Kegan la miró con extrañeza.

– Por supuesto que sí -dijo. Después se volvió de nuevo hacia Perth-. ¿Qué heridas tiene?

– Se ha golpeado la cabeza y tiene la pierna rota. Pero una de las piedras de ónice lo ha destripado.

– ¿Sobrevivirá? -preguntó Kegan.

– Creo que su insistencia en que nadie lo mueva hasta que tú estés allí responde esa pregunta.

Morrigan vio que a Kegan se le tensaba la mandíbula.

– ¡Más deprisa! -ordenó, y Perth y él echaron a correr.

Birkita no podía seguir su ritmo, así que Morrigan se quedó atrás para acompañar a la Sacerdotisa. Tenía un nudo frío en el estómago, pero intentó expresar con palabras el miedo sin nombre que la atenazaba.

– Birkita, ¿a qué se refería Perth cuando ha dicho que el hecho de que Kai llamara a Kegan respondía a la pregunta de si iba a sobrevivir o no?

Birkita habló entre jadeos.

– Kegan puede ayudar a Kai a pasar al Otro Mundo.
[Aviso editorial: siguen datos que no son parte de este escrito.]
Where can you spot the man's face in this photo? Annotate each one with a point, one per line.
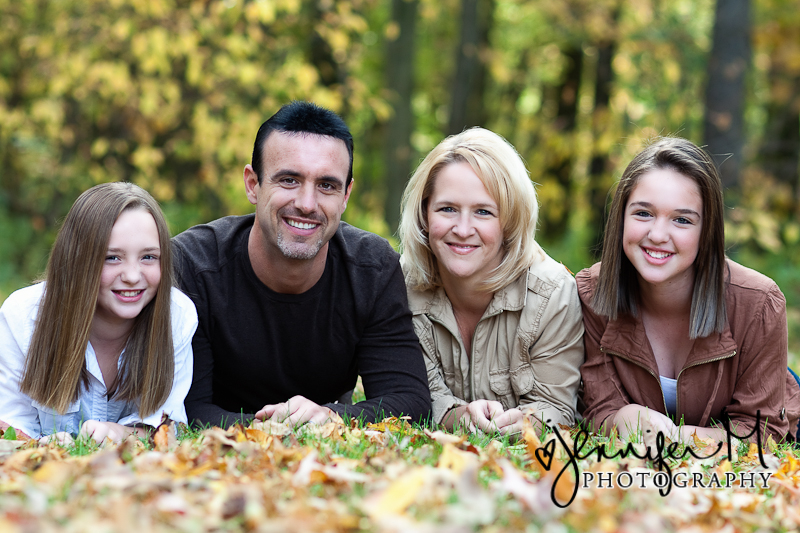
(302, 194)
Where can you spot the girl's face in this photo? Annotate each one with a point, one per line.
(662, 225)
(465, 233)
(132, 268)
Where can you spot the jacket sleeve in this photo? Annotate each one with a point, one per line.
(603, 393)
(442, 397)
(390, 360)
(556, 356)
(762, 375)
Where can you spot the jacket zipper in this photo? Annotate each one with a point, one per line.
(663, 399)
(714, 359)
(471, 359)
(677, 406)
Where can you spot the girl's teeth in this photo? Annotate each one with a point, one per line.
(657, 255)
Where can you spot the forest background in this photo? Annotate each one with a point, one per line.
(169, 94)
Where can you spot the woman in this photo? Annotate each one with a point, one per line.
(678, 337)
(104, 345)
(498, 320)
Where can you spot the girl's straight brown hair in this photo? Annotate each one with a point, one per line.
(617, 284)
(55, 366)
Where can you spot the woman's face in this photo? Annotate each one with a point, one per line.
(131, 270)
(662, 226)
(464, 226)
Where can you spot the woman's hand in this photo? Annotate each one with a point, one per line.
(100, 431)
(487, 416)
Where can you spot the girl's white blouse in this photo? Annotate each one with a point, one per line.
(17, 321)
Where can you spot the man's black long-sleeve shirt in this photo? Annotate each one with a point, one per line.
(256, 347)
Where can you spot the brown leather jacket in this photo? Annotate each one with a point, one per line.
(741, 371)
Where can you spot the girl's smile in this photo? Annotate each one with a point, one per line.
(663, 222)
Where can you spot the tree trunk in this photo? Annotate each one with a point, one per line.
(779, 154)
(400, 80)
(469, 82)
(561, 153)
(599, 172)
(725, 92)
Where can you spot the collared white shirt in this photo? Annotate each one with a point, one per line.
(17, 322)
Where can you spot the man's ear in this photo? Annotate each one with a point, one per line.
(347, 194)
(251, 186)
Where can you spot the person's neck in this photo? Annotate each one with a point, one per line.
(666, 301)
(283, 274)
(467, 297)
(109, 338)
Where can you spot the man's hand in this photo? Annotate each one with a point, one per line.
(99, 431)
(298, 410)
(487, 416)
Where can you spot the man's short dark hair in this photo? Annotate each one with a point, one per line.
(303, 118)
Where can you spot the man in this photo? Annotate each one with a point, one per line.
(293, 304)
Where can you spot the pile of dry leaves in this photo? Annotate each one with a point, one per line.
(389, 477)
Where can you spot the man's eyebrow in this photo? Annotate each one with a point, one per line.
(282, 173)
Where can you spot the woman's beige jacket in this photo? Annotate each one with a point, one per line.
(526, 351)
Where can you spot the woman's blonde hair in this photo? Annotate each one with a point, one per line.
(503, 173)
(55, 366)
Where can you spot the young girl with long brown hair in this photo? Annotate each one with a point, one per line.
(680, 339)
(103, 346)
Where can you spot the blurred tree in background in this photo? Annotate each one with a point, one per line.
(170, 93)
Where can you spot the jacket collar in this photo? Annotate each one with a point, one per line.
(626, 337)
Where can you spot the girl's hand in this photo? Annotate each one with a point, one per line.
(634, 418)
(99, 431)
(62, 438)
Morrigan quería hacerle más preguntas a Birkita, pero ya habían llegado a la entrada de la sala de ónice. Birkita precedió a Morrigan hacia el interior, que estaba atestado de gente. Todo el mundo se había arremolinado alrededor de la pared que tenía las piedras más grandes y más afiladas de todas. Morrigan tomó de la mano a Birkita y las dos juntas se aproximaron al grupo.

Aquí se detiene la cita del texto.